Marko Tadić patiently creates his own private worlds, each with its original narrative told in a form of strict, almost monochromatic collages or articulate drawings made on old maps, postcards and photographs.
Reduced to an archetypal level, his works elude simple and straightforward explanations… like dreams usually do.
Artist Marko Tadić was born in Sisak in 1979. Having earned a degree in painting from the Academia di Belle Arti in Florence, he pursued his art career by appearing as a guest artist at residential programmes in Helsinki, New York, Los Angeles, Frankfurt am Main and Vienna. During his stay in Los Angeles he takes the advice of his Australian colleague, an animation professor, and creates his first stop animation work which brings him Radoslav Putar Award in 2008 for “Best Young Contemporary Artist”.

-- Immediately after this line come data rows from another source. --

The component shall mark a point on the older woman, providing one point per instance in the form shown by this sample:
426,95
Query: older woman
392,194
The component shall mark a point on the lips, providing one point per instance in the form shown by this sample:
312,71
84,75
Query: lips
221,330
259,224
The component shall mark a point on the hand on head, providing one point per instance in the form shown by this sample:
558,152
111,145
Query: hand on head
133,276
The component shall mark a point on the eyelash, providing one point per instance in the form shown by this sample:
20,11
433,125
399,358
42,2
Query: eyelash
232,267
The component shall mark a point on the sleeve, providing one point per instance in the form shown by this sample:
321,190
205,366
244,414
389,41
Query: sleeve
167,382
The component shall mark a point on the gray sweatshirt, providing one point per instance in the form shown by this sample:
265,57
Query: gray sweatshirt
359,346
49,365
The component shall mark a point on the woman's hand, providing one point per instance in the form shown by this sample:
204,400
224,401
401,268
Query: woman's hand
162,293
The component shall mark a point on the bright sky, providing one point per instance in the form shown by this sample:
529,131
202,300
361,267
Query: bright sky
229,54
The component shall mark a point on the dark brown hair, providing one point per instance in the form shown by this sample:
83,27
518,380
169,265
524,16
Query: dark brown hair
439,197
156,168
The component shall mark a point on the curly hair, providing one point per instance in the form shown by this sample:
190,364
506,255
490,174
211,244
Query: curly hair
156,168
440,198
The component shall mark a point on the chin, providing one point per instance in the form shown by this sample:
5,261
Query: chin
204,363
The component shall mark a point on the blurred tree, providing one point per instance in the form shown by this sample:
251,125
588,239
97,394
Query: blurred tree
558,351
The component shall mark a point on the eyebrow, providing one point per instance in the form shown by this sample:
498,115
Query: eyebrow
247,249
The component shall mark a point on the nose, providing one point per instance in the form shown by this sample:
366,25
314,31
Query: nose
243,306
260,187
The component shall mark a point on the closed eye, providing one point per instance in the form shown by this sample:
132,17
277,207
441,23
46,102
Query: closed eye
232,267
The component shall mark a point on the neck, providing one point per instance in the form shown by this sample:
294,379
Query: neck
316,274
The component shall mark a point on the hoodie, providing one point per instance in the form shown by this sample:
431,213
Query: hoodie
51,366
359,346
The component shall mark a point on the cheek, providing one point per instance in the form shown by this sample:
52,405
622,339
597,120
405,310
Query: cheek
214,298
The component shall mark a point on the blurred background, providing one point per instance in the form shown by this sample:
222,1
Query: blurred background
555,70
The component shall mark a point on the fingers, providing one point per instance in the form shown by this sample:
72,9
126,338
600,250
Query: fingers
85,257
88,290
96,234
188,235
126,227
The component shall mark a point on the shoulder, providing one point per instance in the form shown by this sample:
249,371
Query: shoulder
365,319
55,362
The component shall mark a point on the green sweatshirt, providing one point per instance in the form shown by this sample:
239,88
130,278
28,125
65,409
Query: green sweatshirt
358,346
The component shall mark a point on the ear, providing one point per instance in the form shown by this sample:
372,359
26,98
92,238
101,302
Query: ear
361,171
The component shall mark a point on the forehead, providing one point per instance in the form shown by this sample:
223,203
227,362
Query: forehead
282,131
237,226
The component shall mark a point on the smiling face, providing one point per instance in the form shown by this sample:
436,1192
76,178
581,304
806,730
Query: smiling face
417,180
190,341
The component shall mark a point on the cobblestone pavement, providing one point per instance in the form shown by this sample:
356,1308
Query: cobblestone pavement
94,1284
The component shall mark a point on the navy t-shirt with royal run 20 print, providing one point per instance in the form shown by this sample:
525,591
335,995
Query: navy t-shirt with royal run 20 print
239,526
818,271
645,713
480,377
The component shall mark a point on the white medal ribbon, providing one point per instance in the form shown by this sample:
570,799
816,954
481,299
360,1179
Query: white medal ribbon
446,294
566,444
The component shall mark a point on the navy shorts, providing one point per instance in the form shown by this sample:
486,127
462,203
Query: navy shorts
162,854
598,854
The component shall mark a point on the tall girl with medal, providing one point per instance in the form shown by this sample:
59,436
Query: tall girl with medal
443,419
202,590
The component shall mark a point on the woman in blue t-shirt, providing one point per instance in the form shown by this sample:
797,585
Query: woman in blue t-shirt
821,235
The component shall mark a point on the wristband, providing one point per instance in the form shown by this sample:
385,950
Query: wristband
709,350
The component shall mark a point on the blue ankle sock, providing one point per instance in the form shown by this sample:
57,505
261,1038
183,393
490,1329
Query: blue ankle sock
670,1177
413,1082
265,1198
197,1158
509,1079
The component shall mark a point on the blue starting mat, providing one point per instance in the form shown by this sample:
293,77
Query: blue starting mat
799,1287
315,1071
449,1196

That was just the start of his award collection which now contains the 3rd prize at [email protected] exhibition, Best Design Award at the Croatian Animation Festival (FHAF) in 2012, and Vladimir Nazor Award for “Best Exhibition” in 2015. Alongside Tina Gverović, he is a Croatian representative at this year’s Venice Biennale as a part of Branka Benčić’s curatorial concept.
Marko Tadić’s expertise is drawing, collage, animation and instalment. His ideas are built on the utopian architecture of the WWII aftermath along with modern urbanism. In search for scenograpy media, he browses through old photos from Zagreb flea markets such as Hrelić or Britanac, through blueprints of unbuilt cities and places that once used to exist and now exist only in Marko’s artworks.
He incorporates science fiction into somewhat obsolete places creating thus surreal images with an almost tangible plot. As if it had always existed there, his drawing floats through backgrounds. Marko gets absorbed in the content of the found art media, brings them to life, transforms them, sets them up in a new context and puts them to use in creating new truths and images.
The artist elicits an individual interpretation and subtly, refraining from thrusting any definite answers upon the spectator, his artworks serve as an eye-opener to endless possibilities. Marko consciously discerns between various plots contained in the art media that stand in front of him; not letting himself to be just led by their content, he manipulates it creating his own visions.
The artwork captions have a captivating allure and give away only a slight hint of what lays behind them. At the same time, they frame the artwork not allowing the thoughts to trespass out of the given frame. By applying this approach the artist elicits subconscious focus on the conceived idea.